Reading ChromoSort Audit Tables
Use this guide when you have a ChromoSort TSV output and need to decide what it means before trusting a FASTA, plot, manual recipe, scaffold, or graph fill.
The important habit is simple: read the table before reading the FASTA header. ChromoSort FASTA headers carry useful provenance, but the TSV reports are the decision log.
The Core Idea
Most ChromoSort commands write both sequence outputs and audit tables. The sequence file is for downstream tools. The table explains why each record was kept, rejected, split, cut, joined, reviewed, or filled.

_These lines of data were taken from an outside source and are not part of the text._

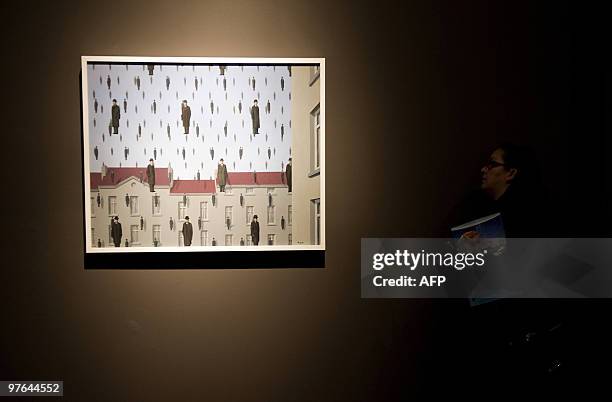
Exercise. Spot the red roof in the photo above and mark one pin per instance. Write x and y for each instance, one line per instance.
(192, 186)
(256, 179)
(115, 175)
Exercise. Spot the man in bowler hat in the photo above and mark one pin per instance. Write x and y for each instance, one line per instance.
(116, 232)
(151, 175)
(255, 230)
(187, 232)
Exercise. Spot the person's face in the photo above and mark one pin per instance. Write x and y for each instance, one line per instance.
(495, 175)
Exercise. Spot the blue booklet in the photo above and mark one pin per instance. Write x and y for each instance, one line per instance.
(486, 233)
(490, 226)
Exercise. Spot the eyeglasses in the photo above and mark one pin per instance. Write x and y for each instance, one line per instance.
(491, 164)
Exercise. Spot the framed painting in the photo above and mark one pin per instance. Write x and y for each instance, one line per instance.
(197, 162)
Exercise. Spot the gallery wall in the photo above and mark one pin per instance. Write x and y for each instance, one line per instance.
(416, 98)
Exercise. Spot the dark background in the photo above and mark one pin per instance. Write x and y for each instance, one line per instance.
(417, 97)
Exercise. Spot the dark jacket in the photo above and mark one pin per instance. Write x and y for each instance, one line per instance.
(255, 232)
(116, 232)
(288, 175)
(151, 174)
(255, 117)
(187, 233)
(116, 115)
(221, 175)
(186, 116)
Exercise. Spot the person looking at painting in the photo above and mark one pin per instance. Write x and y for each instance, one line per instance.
(510, 185)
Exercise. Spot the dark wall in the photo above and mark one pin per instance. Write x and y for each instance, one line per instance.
(416, 99)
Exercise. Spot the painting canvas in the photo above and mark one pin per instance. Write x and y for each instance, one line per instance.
(203, 154)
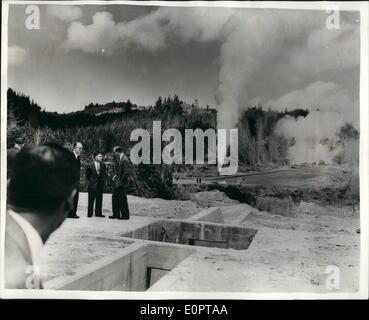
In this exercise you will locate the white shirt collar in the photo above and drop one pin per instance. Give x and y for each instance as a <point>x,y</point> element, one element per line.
<point>33,238</point>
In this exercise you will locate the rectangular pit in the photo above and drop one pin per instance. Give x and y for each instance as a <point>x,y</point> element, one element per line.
<point>196,234</point>
<point>137,268</point>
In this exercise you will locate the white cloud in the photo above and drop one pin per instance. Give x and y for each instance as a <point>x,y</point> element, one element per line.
<point>16,55</point>
<point>325,96</point>
<point>316,136</point>
<point>64,12</point>
<point>329,49</point>
<point>249,40</point>
<point>101,34</point>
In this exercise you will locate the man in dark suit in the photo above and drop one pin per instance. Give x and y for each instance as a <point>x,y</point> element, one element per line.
<point>11,153</point>
<point>95,173</point>
<point>119,197</point>
<point>77,150</point>
<point>39,197</point>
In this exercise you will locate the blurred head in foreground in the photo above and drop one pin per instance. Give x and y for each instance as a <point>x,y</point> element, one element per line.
<point>43,185</point>
<point>40,195</point>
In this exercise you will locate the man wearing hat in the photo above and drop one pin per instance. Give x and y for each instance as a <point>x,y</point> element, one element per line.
<point>11,153</point>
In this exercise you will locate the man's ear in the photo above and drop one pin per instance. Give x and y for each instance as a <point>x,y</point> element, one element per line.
<point>70,200</point>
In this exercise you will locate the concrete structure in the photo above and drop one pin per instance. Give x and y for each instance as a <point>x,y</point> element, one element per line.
<point>147,262</point>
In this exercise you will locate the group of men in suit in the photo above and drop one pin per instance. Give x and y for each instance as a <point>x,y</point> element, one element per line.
<point>95,177</point>
<point>42,191</point>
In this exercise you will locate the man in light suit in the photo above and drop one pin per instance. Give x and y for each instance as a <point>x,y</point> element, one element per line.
<point>40,195</point>
<point>95,173</point>
<point>11,153</point>
<point>77,150</point>
<point>119,197</point>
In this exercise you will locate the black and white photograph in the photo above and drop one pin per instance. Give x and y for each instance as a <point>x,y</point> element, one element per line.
<point>184,149</point>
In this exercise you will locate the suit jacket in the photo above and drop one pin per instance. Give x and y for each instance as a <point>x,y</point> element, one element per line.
<point>95,180</point>
<point>123,171</point>
<point>17,255</point>
<point>78,162</point>
<point>11,153</point>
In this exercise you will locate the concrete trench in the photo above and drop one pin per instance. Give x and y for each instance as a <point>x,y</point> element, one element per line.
<point>155,250</point>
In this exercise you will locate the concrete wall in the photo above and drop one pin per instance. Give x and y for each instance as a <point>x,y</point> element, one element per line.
<point>210,215</point>
<point>126,271</point>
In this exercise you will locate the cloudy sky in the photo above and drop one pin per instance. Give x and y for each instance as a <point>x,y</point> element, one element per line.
<point>230,58</point>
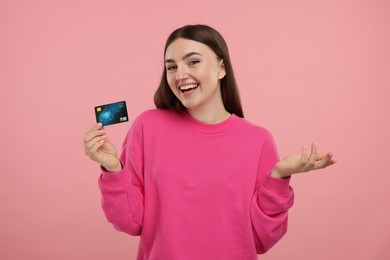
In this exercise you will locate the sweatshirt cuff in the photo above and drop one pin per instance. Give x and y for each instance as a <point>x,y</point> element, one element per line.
<point>276,185</point>
<point>114,179</point>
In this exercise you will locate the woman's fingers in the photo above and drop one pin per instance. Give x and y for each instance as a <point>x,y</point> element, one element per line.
<point>95,130</point>
<point>325,161</point>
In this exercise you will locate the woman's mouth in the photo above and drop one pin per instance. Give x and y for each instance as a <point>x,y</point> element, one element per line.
<point>189,87</point>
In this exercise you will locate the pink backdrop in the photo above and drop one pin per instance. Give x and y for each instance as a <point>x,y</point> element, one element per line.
<point>307,71</point>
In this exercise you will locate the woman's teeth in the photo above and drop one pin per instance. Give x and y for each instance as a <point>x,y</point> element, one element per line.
<point>188,87</point>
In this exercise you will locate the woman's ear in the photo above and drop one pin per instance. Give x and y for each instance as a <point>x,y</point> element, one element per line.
<point>222,70</point>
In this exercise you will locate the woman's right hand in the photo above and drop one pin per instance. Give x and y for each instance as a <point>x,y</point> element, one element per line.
<point>100,149</point>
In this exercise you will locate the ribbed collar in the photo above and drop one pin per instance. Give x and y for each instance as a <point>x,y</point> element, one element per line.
<point>209,128</point>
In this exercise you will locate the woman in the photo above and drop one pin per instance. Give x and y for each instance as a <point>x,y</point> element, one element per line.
<point>196,180</point>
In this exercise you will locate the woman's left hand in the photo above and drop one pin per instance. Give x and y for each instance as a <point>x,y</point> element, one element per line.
<point>302,163</point>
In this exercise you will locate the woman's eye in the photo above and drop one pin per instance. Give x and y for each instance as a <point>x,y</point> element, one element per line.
<point>171,68</point>
<point>194,62</point>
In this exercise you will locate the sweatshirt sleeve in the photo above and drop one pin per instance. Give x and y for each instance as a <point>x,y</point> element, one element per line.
<point>123,192</point>
<point>271,201</point>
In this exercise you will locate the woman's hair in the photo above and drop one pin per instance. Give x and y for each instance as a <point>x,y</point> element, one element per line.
<point>164,97</point>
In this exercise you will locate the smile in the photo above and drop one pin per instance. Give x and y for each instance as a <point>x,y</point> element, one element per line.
<point>189,87</point>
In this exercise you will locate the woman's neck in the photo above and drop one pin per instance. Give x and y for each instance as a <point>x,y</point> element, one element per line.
<point>213,115</point>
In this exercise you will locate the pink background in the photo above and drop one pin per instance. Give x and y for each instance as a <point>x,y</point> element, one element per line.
<point>307,71</point>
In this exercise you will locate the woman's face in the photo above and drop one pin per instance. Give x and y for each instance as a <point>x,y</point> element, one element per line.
<point>194,73</point>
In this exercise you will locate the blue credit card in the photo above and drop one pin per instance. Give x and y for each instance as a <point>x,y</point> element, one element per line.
<point>112,113</point>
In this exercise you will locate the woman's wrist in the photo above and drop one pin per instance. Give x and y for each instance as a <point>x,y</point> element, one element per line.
<point>276,174</point>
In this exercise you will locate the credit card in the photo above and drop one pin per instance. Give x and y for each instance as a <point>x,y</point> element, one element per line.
<point>112,113</point>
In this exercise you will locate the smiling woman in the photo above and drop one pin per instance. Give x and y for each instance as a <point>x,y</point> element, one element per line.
<point>195,179</point>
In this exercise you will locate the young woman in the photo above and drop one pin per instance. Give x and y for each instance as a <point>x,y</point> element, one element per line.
<point>195,179</point>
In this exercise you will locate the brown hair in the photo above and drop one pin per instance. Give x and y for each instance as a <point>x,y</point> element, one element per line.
<point>164,97</point>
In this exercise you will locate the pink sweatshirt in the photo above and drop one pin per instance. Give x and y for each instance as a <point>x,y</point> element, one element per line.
<point>197,191</point>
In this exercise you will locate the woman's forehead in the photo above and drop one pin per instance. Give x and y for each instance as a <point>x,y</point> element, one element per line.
<point>179,48</point>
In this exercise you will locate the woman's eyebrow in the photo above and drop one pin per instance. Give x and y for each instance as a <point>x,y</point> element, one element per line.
<point>184,57</point>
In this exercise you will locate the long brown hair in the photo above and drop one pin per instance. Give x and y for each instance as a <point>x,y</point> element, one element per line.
<point>164,97</point>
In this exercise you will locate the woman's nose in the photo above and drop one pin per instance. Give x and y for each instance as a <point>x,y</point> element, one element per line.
<point>181,73</point>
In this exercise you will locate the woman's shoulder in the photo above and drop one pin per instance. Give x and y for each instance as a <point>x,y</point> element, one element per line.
<point>155,114</point>
<point>255,130</point>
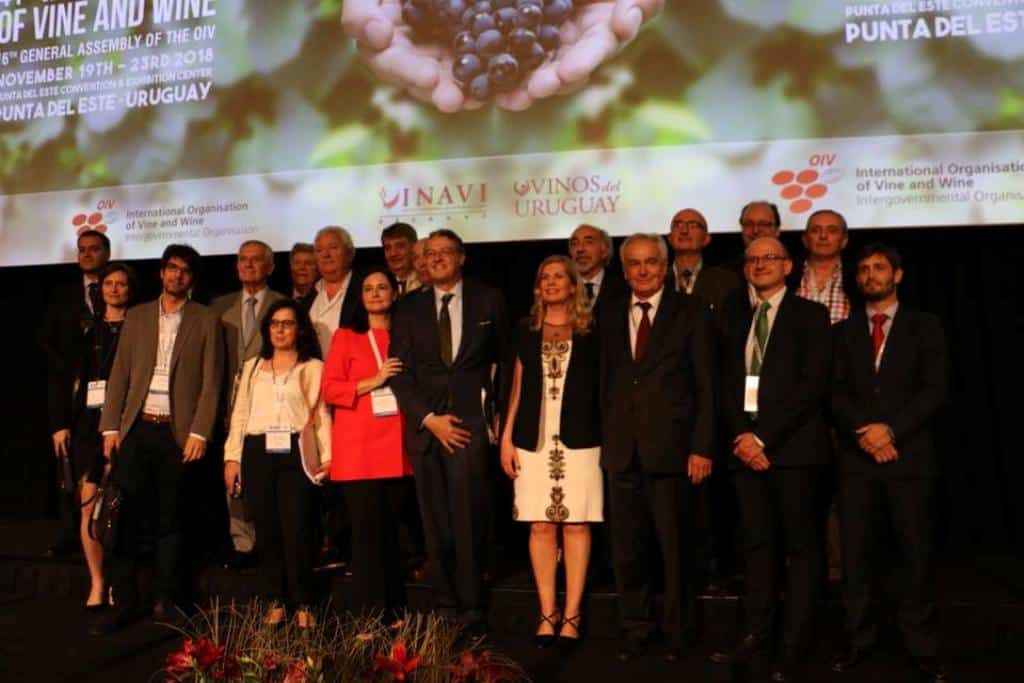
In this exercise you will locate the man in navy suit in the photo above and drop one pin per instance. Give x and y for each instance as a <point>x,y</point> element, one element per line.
<point>889,382</point>
<point>454,345</point>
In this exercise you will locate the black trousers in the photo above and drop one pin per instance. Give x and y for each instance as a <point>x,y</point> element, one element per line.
<point>378,572</point>
<point>453,494</point>
<point>148,470</point>
<point>279,499</point>
<point>645,507</point>
<point>778,521</point>
<point>907,507</point>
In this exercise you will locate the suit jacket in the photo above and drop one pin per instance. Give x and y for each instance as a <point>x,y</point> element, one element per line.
<point>580,422</point>
<point>794,385</point>
<point>905,392</point>
<point>196,370</point>
<point>228,309</point>
<point>426,385</point>
<point>662,408</point>
<point>61,335</point>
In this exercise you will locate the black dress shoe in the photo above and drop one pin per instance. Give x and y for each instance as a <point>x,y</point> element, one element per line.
<point>850,660</point>
<point>931,669</point>
<point>748,648</point>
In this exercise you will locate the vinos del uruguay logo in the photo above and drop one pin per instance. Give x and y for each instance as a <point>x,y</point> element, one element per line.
<point>802,187</point>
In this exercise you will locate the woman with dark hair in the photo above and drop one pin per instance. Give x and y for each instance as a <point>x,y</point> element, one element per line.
<point>118,289</point>
<point>551,443</point>
<point>278,399</point>
<point>371,458</point>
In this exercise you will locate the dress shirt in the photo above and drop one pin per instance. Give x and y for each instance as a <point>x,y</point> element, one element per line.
<point>596,282</point>
<point>260,297</point>
<point>326,312</point>
<point>455,312</point>
<point>886,327</point>
<point>636,314</point>
<point>756,302</point>
<point>830,294</point>
<point>160,402</point>
<point>694,271</point>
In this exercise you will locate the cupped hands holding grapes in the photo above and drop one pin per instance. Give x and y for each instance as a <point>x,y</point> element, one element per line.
<point>460,53</point>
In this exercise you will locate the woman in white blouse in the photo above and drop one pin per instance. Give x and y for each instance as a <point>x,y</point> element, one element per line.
<point>279,444</point>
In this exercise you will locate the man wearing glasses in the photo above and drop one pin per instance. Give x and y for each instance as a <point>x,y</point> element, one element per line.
<point>159,413</point>
<point>452,341</point>
<point>774,387</point>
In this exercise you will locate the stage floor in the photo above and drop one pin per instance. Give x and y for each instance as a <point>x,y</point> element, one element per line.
<point>43,629</point>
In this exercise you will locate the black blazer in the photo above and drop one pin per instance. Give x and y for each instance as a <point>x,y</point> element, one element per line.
<point>581,417</point>
<point>426,385</point>
<point>61,337</point>
<point>794,386</point>
<point>662,408</point>
<point>905,393</point>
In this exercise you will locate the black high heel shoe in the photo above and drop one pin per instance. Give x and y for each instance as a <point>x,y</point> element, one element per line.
<point>548,639</point>
<point>569,644</point>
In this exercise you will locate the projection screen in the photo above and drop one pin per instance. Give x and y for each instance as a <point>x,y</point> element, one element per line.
<point>215,121</point>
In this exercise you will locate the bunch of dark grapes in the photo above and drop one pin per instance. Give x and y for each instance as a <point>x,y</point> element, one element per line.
<point>497,43</point>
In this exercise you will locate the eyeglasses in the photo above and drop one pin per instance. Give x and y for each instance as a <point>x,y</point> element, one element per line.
<point>767,258</point>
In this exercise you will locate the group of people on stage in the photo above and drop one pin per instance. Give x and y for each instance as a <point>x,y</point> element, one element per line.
<point>625,399</point>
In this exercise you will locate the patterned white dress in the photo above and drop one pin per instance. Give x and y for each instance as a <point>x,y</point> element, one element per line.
<point>557,483</point>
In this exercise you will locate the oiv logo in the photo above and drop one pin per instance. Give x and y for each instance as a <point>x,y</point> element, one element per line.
<point>103,214</point>
<point>803,186</point>
<point>433,203</point>
<point>568,196</point>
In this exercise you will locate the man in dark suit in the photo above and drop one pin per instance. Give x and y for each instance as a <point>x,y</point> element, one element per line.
<point>69,315</point>
<point>774,391</point>
<point>657,400</point>
<point>889,382</point>
<point>159,413</point>
<point>240,314</point>
<point>452,340</point>
<point>715,509</point>
<point>590,248</point>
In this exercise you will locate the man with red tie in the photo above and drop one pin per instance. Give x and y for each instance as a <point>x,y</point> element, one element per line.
<point>657,400</point>
<point>889,382</point>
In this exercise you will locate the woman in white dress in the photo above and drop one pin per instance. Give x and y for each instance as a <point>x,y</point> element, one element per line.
<point>551,442</point>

Audit tables are deliberately redundant. They keep original IDs, new IDs, reference labels, coordinates, status fields, and evidence summaries together so that users can review decisions without reverse-engineering them from FASTA headers.
How To Read Any Audit Table
Start with these columns or column families:
| What to find | Why it matters |
|---|---|
| Original ID | Tells you which input contig, piece, scaffold junction, or graph path the row describes. |
| New ID | Tells you what name was written to the output FASTA, if any. |
| Status or action | The command’s decision: kept, discarded, split, not split, gap mode, fill status, and so on. |
| Accepted or applied field | In reviewed workflows, tells you whether a row can change sequence. |
| Reference and coordinate fields | Let you compare the table to dot plots and alignment evidence. |
| Evidence summaries | Coverage, identity, MAPQ-derived filtering, graph support, GAF support, long-read support, and risk flags. |
| Reason fields | Explain why a candidate was rejected, smoothed over, left unresolved, or marked stale. |
Then ask two questions:
- Did this row change sequence or only report evidence?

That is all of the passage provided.